I have been running overnight memory tests on an embedded Linux system. Using vmstat I have observed that the free memory steadily decreases over time. According to some smaps analysis in procfs, the heap of one process grows at roughly the same rate. I suspected a memory leak and found a few spots in the code where new and delete are regularly used. However, I did not see a new calls without matching delete calls.

I ran the memory test again and this morning cleared the memory caches with the following call

echo 3 > /proc/sys/vm/drop_caches

The free memory listed in vmstat went down to a value close to when the test was started.

Does the kernel regularly reclaim unused heap pages? If so, are there other times besides the one above that this is done? Probably when free memory gets below a certain threshold?

As others said, it is the process's duty to return memory to the kernel.

Usually there are 2 ways to allocate memory: if you malloc()/new a memory block above a certain size, the memory gets allocated from the OS via mmap() and eturned as soon as it is free. Smaller blocks are allocated by increasing the process's data area by shifting the sbrk border upwards. This memory is only freed if a block over a certain size is free at the end of that segment.

E.g.: (pseudo code, I don't know C++ very well)

a = new char[1000];
b = new char[1000];

Memory map:

---------------+---+---+
end of program | a | b |
---------------+---+---+

If you free a now, you have a hole in the middle. It is not freed because it cannot be freed. If you free b, the process's memory may or may not be reduced; the unused remainder is returned to the system.

A test with a program as simple as

#include <stdlib.h>

int main()
{
    char * a = malloc(100000);
    char * b = malloc(100000);
    char * c = malloc(100000);
    free(c);
    free(b);
    free(a);
}

leads to a strace output like

brk(0)                                  = 0x804b000
brk(0x8084000)                          = 0x8084000
brk(0x80b5000)                          = 0x80b5000
brk(0x809c000)                          = 0x809c000
brk(0x8084000)                          = 0x8084000
brk(0x806c000)                          = 0x806c000

is shows that the brk value is first increased (for malloc()) and then decreased again (for free()).

The kernel will reclaim cached memory pages when it needs them, i.e. when the system would otherwise run out of memory. whether memory pages from the processes's heap (free store) are ever returned to the OS is at the discretion of the process's memory manager, in this case the new/delete implementation in the C++ library. This is a completely voluntary operation with which the kernel has nothing to do.

From the fact that drop_caches did the trick, you can infer that it was the kernel cache, not the process's heap, that was filling up memory. Use the free command to find out how much memory is actually available for application use, esp. the -/+ buffers/cache line it reports.
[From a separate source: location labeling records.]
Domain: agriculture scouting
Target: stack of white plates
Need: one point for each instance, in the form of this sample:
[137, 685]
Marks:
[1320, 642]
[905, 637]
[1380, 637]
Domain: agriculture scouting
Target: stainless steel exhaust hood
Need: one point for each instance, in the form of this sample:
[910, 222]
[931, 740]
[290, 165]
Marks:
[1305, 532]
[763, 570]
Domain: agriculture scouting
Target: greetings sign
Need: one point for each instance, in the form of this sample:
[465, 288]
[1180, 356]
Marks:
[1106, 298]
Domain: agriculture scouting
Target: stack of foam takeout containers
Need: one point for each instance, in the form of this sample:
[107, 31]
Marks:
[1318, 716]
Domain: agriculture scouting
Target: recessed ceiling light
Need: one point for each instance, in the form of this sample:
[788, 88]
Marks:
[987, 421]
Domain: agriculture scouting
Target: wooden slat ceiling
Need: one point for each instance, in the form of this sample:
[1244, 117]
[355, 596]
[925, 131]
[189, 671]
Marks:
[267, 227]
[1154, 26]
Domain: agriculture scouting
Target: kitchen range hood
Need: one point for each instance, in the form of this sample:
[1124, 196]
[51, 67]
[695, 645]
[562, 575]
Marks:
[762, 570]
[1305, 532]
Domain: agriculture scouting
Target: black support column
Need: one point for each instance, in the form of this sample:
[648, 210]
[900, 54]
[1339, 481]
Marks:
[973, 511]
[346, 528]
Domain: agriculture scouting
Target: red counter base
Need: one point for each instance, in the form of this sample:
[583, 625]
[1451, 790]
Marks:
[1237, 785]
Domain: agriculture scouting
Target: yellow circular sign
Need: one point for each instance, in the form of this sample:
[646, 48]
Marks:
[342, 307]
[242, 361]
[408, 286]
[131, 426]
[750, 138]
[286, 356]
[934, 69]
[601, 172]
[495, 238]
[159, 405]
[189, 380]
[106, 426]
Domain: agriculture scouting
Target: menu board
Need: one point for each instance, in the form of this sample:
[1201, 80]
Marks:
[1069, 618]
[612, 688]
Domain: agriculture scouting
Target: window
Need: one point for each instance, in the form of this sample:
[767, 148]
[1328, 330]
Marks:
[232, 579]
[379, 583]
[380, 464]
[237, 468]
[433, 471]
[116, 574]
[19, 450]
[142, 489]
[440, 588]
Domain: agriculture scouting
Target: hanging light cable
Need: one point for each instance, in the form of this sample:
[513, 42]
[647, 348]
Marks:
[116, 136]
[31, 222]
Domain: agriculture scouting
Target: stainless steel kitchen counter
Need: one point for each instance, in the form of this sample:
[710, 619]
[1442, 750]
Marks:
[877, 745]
Calling delete in your program causes memory to return to the memory manager that is part of your program runtime. In principle this could be written so as to return freed memory to the OS, but I would be surprised if it did. Rather the recycled memory is kept aside for subsequent calls to new.

Note that this is the virtual memory of your process; how much of it is actually residing in physical memory at any time during program execution depends on overall system load and is handled by the operating system.

User calls to malloc and free (or new and delete), to the best of my knowledge never return no-longer used pages to the O/S. Instead, they just remember what memory has been freed so that if you do a malloc/new of a size that can be satisfied by previously freed memory, then it will use that, rather than going to the O/S and using sbrk to get more memory.

Thus this code:

for (;;)
{
    struct { char data[200 * 1024 * 1024] } HugeBuffer;
    HugeBuffer *buff = new HugeBuffer;
    delete buff;
}

Will allocate 200Mb once, and then just steadily use that memory forever. It will go to the O/S once on the original allocation, and then loop fiddling around in user space.